Aligning business acceptance with strategy
Operationalizing these plans is the next frontier for many firms. Consider business acceptance: How can a firm ensure the new business it takes on won’t interfere with long-term objectives in the plan? With new technology, firms can code strategic criteria into the business evaluation process and determine if the opportunity aligns with firm strategy. (You can explore this trend here.)
Growth strategies create conflicts complexity
A lot of firms are pursuing mergers and lateral-hiring growth strategies. 2018 is already on pace for a record merger year—by September, 56 mergers were in the bag. Acquiring talent and their clients is the goal of these efforts.
Before any merger or lateral hire can happen, conflicts of interest must be cleared. Imagine the mess of sussing-out client overlaps and multidimensional conflicts potential with the thousands of clients across two firms in merger talks. And of course merger talks are always sensitive discussions best quickly evaluated before a news leak.

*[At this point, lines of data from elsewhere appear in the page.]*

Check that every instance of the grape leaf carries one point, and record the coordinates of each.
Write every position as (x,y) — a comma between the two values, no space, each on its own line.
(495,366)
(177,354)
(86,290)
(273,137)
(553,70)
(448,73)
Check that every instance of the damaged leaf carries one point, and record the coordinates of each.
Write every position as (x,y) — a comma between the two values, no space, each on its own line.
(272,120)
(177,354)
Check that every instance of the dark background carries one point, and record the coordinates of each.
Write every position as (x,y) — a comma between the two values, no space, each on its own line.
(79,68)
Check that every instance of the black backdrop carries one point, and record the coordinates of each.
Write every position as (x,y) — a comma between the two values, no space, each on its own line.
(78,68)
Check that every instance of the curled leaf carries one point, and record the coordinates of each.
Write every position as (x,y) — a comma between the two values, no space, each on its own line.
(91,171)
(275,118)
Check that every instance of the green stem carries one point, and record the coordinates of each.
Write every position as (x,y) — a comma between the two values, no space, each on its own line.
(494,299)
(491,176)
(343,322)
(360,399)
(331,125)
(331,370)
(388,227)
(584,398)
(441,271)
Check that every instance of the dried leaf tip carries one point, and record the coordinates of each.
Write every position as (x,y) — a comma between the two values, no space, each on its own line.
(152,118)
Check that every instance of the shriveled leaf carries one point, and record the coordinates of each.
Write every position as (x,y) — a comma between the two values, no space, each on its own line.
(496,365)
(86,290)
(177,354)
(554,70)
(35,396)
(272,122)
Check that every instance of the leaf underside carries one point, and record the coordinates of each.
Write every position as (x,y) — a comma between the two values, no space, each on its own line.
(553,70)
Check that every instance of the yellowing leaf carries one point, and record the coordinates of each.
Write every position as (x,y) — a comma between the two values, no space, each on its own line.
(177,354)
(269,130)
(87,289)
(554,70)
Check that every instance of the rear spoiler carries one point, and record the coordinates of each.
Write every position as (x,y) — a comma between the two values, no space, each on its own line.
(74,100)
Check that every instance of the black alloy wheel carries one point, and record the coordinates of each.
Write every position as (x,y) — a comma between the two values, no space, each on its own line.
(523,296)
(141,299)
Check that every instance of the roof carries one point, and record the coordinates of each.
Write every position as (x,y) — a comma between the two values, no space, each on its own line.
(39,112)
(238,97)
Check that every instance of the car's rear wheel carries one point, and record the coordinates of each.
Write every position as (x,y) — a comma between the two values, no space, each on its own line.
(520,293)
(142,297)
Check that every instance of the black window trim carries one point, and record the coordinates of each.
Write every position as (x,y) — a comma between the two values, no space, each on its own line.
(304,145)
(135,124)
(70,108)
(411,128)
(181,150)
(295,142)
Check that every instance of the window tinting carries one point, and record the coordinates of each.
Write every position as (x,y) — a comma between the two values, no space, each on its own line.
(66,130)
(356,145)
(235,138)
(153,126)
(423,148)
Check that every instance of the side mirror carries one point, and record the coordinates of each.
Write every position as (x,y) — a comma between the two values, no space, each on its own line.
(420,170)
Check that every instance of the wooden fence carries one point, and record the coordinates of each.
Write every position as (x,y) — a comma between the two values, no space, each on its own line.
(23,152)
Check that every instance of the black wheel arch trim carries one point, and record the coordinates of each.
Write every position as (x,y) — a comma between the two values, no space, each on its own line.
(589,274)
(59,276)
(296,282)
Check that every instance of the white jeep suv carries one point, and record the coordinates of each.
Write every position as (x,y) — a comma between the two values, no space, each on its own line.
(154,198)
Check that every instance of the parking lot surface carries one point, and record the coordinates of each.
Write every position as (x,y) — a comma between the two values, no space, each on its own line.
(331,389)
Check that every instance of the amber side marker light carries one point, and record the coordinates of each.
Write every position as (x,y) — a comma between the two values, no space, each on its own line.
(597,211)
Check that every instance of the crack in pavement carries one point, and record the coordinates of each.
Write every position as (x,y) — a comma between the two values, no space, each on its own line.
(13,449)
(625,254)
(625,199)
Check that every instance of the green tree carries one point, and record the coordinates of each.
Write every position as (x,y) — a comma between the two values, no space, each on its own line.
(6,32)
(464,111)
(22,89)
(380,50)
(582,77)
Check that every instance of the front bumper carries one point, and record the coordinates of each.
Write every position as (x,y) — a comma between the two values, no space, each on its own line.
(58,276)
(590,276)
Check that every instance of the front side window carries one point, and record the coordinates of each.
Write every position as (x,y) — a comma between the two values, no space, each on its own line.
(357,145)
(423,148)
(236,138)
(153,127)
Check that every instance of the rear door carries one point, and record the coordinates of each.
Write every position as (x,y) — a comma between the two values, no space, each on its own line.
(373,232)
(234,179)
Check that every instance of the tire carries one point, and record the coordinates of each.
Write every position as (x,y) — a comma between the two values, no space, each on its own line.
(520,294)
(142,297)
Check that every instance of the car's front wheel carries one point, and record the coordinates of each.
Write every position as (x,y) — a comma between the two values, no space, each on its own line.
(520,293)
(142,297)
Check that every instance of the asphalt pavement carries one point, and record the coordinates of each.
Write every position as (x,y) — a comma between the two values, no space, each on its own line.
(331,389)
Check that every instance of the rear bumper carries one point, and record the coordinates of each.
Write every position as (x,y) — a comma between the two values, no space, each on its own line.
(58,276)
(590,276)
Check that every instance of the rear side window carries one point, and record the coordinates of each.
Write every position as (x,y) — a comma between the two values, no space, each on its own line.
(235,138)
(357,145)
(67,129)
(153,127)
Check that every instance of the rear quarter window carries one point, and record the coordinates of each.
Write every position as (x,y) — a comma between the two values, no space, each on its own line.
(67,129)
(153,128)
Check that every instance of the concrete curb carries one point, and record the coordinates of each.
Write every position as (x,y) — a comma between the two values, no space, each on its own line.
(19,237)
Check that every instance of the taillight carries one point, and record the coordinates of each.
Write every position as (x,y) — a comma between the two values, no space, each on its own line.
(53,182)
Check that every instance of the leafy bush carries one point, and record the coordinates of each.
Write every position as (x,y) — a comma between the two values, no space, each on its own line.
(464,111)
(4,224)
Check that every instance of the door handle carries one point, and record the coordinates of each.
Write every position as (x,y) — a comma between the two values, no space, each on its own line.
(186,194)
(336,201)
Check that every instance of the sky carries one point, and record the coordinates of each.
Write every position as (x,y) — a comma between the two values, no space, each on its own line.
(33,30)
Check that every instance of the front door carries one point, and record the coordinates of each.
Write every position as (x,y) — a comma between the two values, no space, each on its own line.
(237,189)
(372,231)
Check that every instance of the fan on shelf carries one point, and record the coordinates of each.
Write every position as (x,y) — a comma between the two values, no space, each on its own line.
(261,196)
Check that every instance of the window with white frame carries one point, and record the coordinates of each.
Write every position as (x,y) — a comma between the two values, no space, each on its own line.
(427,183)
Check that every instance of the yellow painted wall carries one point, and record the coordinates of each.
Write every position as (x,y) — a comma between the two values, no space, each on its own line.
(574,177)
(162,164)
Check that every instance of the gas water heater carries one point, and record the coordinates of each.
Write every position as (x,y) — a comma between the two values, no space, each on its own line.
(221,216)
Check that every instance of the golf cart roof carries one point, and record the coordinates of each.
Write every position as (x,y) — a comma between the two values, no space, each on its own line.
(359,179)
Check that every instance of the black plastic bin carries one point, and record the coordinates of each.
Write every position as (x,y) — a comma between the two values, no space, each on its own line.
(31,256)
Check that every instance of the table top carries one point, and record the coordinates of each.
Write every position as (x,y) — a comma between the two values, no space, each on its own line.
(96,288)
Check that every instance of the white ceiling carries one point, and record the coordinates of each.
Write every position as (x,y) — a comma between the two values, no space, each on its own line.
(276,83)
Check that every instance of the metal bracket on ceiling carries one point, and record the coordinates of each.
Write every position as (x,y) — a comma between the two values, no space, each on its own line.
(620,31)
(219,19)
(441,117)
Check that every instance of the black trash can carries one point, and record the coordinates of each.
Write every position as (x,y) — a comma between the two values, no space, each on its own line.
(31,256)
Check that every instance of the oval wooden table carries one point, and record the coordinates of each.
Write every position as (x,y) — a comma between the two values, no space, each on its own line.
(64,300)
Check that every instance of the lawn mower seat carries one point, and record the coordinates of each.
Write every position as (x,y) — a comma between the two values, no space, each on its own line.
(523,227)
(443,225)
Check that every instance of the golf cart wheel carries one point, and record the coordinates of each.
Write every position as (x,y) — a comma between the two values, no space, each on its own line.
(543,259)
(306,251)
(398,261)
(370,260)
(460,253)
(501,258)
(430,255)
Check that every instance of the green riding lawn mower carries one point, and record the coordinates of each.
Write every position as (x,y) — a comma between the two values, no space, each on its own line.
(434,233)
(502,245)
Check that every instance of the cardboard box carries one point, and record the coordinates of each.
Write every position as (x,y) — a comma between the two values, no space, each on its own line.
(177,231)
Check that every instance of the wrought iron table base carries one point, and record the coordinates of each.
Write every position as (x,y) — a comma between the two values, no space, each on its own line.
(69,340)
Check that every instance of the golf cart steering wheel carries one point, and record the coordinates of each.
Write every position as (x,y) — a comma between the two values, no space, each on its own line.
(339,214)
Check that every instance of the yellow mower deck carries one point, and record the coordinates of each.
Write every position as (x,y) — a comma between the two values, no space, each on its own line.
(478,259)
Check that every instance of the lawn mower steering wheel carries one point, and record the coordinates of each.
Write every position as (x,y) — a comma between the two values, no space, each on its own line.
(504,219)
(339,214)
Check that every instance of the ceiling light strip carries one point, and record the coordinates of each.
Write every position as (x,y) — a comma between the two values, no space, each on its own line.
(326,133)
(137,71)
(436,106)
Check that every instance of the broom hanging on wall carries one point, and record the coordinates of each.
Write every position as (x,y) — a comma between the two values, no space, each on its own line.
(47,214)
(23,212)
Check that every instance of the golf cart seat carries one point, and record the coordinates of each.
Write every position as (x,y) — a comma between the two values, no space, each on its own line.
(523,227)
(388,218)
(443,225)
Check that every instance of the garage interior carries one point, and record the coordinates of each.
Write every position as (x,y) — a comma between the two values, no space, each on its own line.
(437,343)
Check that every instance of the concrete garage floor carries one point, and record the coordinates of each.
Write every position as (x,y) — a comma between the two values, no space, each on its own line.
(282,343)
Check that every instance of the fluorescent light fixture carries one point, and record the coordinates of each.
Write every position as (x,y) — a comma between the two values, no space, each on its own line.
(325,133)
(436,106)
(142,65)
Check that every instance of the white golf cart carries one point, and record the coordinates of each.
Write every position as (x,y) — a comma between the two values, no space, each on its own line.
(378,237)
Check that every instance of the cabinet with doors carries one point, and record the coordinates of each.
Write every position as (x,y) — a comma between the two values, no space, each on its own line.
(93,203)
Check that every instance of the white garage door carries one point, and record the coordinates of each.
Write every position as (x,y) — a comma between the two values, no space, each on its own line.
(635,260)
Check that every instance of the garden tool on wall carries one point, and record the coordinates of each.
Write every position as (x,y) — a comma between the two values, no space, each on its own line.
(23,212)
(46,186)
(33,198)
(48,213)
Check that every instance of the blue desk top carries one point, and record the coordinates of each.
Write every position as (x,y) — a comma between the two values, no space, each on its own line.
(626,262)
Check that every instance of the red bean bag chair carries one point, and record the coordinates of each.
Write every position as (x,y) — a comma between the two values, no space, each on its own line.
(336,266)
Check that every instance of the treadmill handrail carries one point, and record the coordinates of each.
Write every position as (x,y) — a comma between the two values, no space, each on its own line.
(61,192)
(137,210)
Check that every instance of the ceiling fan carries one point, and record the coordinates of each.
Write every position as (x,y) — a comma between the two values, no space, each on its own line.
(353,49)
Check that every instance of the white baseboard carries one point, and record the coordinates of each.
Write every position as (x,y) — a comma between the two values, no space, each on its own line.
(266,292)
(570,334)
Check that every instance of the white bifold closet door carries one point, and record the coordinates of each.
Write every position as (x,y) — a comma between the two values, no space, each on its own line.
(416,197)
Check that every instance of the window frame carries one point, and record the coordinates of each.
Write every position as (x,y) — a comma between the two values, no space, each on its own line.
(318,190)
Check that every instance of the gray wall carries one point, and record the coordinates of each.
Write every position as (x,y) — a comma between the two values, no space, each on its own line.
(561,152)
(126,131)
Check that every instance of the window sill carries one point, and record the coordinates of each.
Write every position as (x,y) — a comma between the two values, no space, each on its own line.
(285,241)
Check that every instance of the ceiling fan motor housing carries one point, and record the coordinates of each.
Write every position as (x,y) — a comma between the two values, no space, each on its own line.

To support growth strategies, firms need accurate, fast, integrated conflicts technology to power through massive merger conflicts projects. When a firm has its eyes on a big rainmaker lateral hire or on a global merger, the partners want speedy, high-quality conflicts checks. Automated intake templates and procedures are also critical once a deal is done, so the firm can start reaping benefits right away.
Global alignment required
It’s also important that the entire firm evaluates new clients against a global strategic plan. That won’t work if business acceptance decision-making is decentralized. Firms need to avoid, for example, the Paris office taking on a new client that zaps the Palo Alto office’s plans to woo an anchor client perfect for the firm’s 5-year biopharmaceutical micro-niche strategy. Firm-wide technology that assesses all new business evaluations with common strategic criteria can solve this problem.